Landowners should closely track government policy and legislation – and be prepared to recalibrate their plans based on any regulatory changes, suggests James Shepherd, a partner in Knight Frank’s rural consultancy team.
“The next six months are critical. Significant legislation or policy announcements relating to land use, development and natural capital markets, could either catalyse or constrain progress.”
Recent amendments to the National Planning Policy Framework could introduce significant opportunities for landowners, particularly those with land in high-demand areas or lower-quality greenbelt potentially opened for development.
That said, a cap on land values, the threat of compulsory purchase, stricter affordable housing requirements, climate-focused planning conditions, and increased scrutiny will require careful planning to fully capitalise on these changes.
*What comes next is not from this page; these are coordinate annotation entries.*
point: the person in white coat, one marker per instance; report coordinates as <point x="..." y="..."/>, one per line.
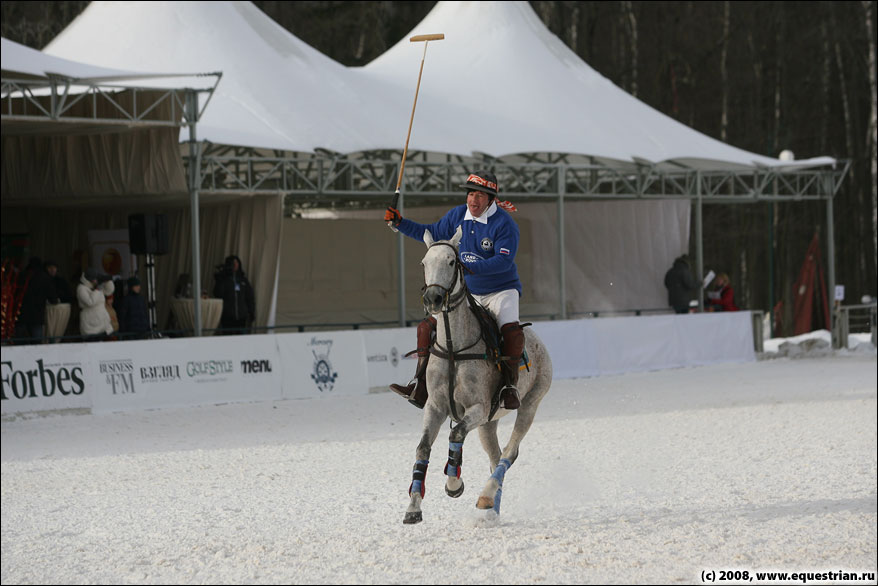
<point x="91" y="293"/>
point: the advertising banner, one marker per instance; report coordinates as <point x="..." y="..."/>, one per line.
<point x="385" y="356"/>
<point x="183" y="372"/>
<point x="45" y="377"/>
<point x="111" y="253"/>
<point x="323" y="363"/>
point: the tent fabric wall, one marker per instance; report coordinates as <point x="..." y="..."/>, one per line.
<point x="614" y="261"/>
<point x="68" y="166"/>
<point x="250" y="228"/>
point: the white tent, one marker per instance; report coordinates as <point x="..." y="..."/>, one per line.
<point x="277" y="91"/>
<point x="85" y="146"/>
<point x="499" y="84"/>
<point x="526" y="91"/>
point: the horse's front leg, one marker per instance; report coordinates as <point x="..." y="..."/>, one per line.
<point x="475" y="416"/>
<point x="432" y="422"/>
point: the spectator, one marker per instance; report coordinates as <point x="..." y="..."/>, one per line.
<point x="40" y="289"/>
<point x="133" y="314"/>
<point x="721" y="296"/>
<point x="62" y="287"/>
<point x="91" y="293"/>
<point x="111" y="311"/>
<point x="239" y="302"/>
<point x="680" y="284"/>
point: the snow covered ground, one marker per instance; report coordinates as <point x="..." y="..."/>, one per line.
<point x="636" y="478"/>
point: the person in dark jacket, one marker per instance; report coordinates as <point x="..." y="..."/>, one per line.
<point x="721" y="296"/>
<point x="133" y="314"/>
<point x="40" y="290"/>
<point x="239" y="302"/>
<point x="62" y="287"/>
<point x="680" y="284"/>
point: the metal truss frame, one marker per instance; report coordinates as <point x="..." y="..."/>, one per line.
<point x="327" y="179"/>
<point x="365" y="180"/>
<point x="24" y="100"/>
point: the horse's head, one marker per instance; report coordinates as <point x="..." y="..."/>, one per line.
<point x="441" y="271"/>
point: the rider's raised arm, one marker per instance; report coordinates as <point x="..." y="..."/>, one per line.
<point x="442" y="230"/>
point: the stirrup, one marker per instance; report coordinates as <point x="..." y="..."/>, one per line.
<point x="509" y="398"/>
<point x="405" y="391"/>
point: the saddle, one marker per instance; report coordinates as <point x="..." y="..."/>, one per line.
<point x="490" y="334"/>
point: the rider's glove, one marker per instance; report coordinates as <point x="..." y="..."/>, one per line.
<point x="392" y="217"/>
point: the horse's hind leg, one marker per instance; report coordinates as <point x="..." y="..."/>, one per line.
<point x="432" y="422"/>
<point x="490" y="497"/>
<point x="490" y="443"/>
<point x="474" y="417"/>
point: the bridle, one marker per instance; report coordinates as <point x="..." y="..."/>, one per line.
<point x="450" y="300"/>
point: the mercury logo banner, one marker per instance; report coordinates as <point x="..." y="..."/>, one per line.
<point x="323" y="375"/>
<point x="43" y="381"/>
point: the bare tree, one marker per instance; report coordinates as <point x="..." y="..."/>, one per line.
<point x="631" y="21"/>
<point x="724" y="74"/>
<point x="871" y="131"/>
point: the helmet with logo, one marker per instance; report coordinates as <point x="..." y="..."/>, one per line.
<point x="483" y="181"/>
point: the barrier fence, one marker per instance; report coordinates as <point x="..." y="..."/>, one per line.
<point x="182" y="372"/>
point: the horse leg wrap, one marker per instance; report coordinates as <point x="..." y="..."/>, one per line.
<point x="498" y="475"/>
<point x="455" y="459"/>
<point x="419" y="474"/>
<point x="500" y="471"/>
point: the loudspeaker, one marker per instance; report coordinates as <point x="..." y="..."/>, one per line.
<point x="148" y="233"/>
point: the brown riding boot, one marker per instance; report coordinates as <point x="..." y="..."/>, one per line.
<point x="513" y="347"/>
<point x="416" y="390"/>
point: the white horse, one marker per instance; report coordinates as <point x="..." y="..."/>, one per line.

“It’s a year where businesses must plan for change and can move beyond reacting to challenges and start shaping their own futures. Those who plan strategically and think boldly will find themselves ahead of the curve.”
Diversification
The faster phase-out of the Basic Payment Scheme and the reduced ceiling on the amount paid to recipients mean many farmers will be keen to secure alternative sources of income this year.
Despite farm input costs easing, margins in many sectors remain slim – prompting more growers and livestock producers to consider non-farm enterprises as a way of earning additional revenue.
Alice Keith, an associate in Knight Frank’s farms and estates team suggests diversification will remain a key theme throughout 2025. “Marginal land, which might not be suited to commercial agriculture, is brimming with potential,” she says.
“Biodiversity projects, tree planting and carbon offsetting, together with renewable energy schemes are all areas for consideration. These opportunities demand careful planning, but the returns can be significant.”
Tenant farmers have high hopes for commissioner
The government’s appointment of a Tenant Farming Commissioner can’t come soon enough, say industry leaders.
Due to be appointed in the coming weeks, the commissioner will be responsible for dealing with complaints concerning breaches of a code of conduct governing the relationship between landowners and farm tenants.
Tenant Farmers Association chief executive George Dunn said he hoped the commissioner would “hit the ground running” and be as successful as the equivalent commissioner in Scotland, who has been in place for some years.
A TFA survey showing that 30% of tenants felt bullied or harassed by their landlords – and 37% by their landlords’ agents – highlighted there was some very important work to do in England, added Mr Dunn.
The commissioner’s reach will include tenant farmers, landlords, land agents, solicitors and regulators to root out poor practice and unreasonable behaviour – and look to identify solutions in a collaborative, impartial and timely way.